Tu mugissais ainsi sous ces roches profondes,


Ainsi tu te brisais sur leurs flancs déchirés,
Ainsi le vent jetait l'écume de tes ondes
Sur ses pieds adorés.

Un soir, t'en souvient-il ? nous voguions en silence ;


On n'entendait au loin, sur l'onde et sous les cieux,
Que le bruit des rameurs qui frappaient en cadence
Tes flots harmonieux.

Tout à coup des accents inconnus à la terre


Du rivage charmé frappèrent les échos ;
Le flot fut attentif, et la voix qui m'est chère
Laissa tomber ces mots :

" Ô temps ! suspends ton vol, et vous, heures propices !


Suspendez votre cours :
Laissez-nous savourer les rapides délices
Des plus beaux de nos jours !

[…]

Ô lac ! rochers muets ! grottes ! forêt obscure !


Vous, que le temps épargne ou qu'il peut rajeunir,
Gardez de cette nuit, gardez, belle nature,
Au moins le souvenir !
Qu'il soit dans ton repos, qu'il soit dans tes orages,
Beau lac, et dans l'aspect de tes riants coteaux,
Et dans ces noirs sapins, et dans ces rocs sauvages
Qui pendent sur tes eaux.

Qu'il soit dans le zéphyr qui frémit et qui passe,


Dans les bruits de tes bords par tes bords répétés,
Dans l'astre au front d'argent qui blanchit ta surface
De ses molles clartés.

Que le vent qui gémit, le roseau qui soupire,


Que les parfums légers de ton air embaumé,
Que tout ce qu'on entend, l'on voit ou l'on respire,
Tout dise : Ils ont aimé !
Application 5  : Extrait du Rouge et le Noir¸ de Stendhal.
Consigne : Lisez attentivement le texte suivant puis analysez-le en mettant en vous
focalisant sur la description que Stendhal fait de la rencontre entre Julien Sorel et
Madame de Rênal.

"Julien Sorel, fils de paysans, vient d'être engagé par M. de Rênal comme précepteur de ses
enfants. Il se présente à la porte de la famille des Rênal.

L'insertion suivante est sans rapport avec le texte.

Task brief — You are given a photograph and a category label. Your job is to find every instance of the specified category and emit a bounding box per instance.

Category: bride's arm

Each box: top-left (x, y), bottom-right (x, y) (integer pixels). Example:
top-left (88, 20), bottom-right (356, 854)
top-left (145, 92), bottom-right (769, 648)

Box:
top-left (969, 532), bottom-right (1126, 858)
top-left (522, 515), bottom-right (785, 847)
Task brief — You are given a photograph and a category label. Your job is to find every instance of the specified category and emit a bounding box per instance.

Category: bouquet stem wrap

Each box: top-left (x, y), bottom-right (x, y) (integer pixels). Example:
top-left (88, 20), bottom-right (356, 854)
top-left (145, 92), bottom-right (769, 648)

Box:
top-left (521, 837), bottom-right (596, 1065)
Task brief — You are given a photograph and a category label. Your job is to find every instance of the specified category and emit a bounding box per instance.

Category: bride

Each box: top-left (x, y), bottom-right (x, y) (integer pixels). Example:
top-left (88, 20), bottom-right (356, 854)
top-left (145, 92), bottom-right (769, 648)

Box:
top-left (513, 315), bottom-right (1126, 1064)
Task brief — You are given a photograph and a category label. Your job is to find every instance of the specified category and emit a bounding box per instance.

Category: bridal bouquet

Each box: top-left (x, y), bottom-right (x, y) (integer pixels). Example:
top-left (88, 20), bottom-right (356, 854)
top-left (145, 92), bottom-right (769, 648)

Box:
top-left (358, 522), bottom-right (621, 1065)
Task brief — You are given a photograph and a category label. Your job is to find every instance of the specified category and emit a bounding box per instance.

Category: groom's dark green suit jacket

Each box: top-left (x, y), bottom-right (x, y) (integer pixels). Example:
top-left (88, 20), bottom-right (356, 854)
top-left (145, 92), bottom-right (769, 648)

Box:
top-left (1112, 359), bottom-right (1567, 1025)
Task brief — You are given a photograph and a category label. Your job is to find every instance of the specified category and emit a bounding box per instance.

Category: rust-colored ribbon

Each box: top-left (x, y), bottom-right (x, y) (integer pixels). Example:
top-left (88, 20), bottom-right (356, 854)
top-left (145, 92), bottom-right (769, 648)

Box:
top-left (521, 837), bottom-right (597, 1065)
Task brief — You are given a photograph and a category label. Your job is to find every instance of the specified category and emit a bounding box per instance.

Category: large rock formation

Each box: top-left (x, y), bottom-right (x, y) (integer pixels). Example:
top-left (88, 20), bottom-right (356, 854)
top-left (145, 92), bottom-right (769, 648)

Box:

Avec la vivacité et la grâce qui lui étaient naturelles quand elle était loin des regards des
hommes, Mme. de Rênal sortait par la porte-fenêtre du salon qui donnait sur le jardin, quand
elle aperçut près de la porte d'entrée la figure d'un jeune paysan, presque encore enfant,
extrêmement pâle et qui venait de pleurer. Il était en chemise bien blanche, et avait sous le
bras une veste fort propre de ratine violette.

Le teint de ce petit paysan était si blanc, ses yeux si doux, que l'esprit un peu romanesque de
Mme. de Rênal eut d'abord l'idée que ce pourrait être une jeune fille déguisée, qui venait
demander quelque grâce à M. le maire. Elle eut pitié de cette pauvre créature, arrêtée à la
porte d'entrée, et qui évidemment n'osait lever la main jusqu'à la sonnette. Mme. de Rênal
s'approcha, distraite un instant de l'amer chagrin que lui donnait l'arrivée du précepteur.
Julien, tourné vers la porte, ne la voyait pas s'avancer. Il tressaillit quand une voix douce lui
dit tout près de l'oreille:

- Que voulez-vous ici, mon enfant ?

Julien se tourna vivement, et frappé du regard si rempli de grâce de Mme. de Rênal, il oublia
une partie de sa timidité. Bientôt, étonné de sa beauté, il oublia tout, même ce qu'il venait
faire.

Mme. de Rênal avait répété la question.

- Je viens pour être précepteur, madame, lui dit-il enfin, tout honteux de ses larmes qu'il
essuyait de son mieux.

Mme. de Rênal resta interdite ; ils étaient fort près l'un de l'autre à se regarder. Julien n'avait
jamais vu un être aussi bien vêtu et surtout une femme avec un teint si éblouissant, lui parler
d'un air doux. Mme. de Rênal regardait les grosses larmes, qui s'étaient arrêtées sur les joues
si pâles d'abord et maintenant roses de ce jeune paysan. Bientôt elle se mit à rire, avec toute la
gaité folle d'une jeune fille ; elle se moquait d'elle-même et ne pouvait se figurer tout son
bonheur. Quoi, c'était là ce précepteur qu'elle s'était figuré comme un prêtre sale et mal vêtu,
qui viendrait gronder et fouetter ses enfants !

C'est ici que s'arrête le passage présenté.